Zartmorgen
Ein Zartmorgen beginnt früh, mit kalter Luft, die das Gesicht einfängt, das noch Reste der Nacht aufträgt. Niemand ist da, wir sind die Ersten. Die Zeitung kann gleich noch kommen, der erste Blick auf das Handy, Nachrichten. Noch ist das aber fern. Denn die Luft erreicht die Wangen, die Hände. Vögel sind da und grüßen, es beginnt noch keine Analyse. Die ganze Eigenzeit entfaltet sich für Sekunden, der wir alle bedürfen; Tagesschichten werden sich darüberlegen, schnell. Doch noch ist der Morgen zart. Gedanken kommen auf, mutige Ideensplitter bahnen sich den Weg, denn wir schenken ihnen Erlaubnis.
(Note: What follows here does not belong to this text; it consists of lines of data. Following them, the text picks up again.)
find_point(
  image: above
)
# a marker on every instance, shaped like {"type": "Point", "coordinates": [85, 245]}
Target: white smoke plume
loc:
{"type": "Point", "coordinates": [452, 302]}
Noch nichts versperrt ihnen den Weg. Es kann sein, dass wir in Euphorie geraten, erobern wollen, hinausziehen, sofort etwas anpacken – doch dann verschwindet der Zartmorgen schon fast wieder. Er lässt vor allem innehalten, führt uns langsam heran, mit der Wärme der Tasse, die wir halten und leicht hin und her wiegen. Stille umgibt die Szenerie, soweit sie ist dort, an unserem Ort. Doch das Zarte lebt in allen Orten, auch auf dem Balkon über der Straße; gerade, wenn die Pflanzen uns begleiten – ein Lindenblatt in der Nähe keimt, eine Tomate aus dem Kübel sich in den neuen Tag aufmacht. Auch sie teilen das Zarte und richten sich gerade danach aus, damit. Bereiten sich vor auf das heller werdende Licht, die Laute.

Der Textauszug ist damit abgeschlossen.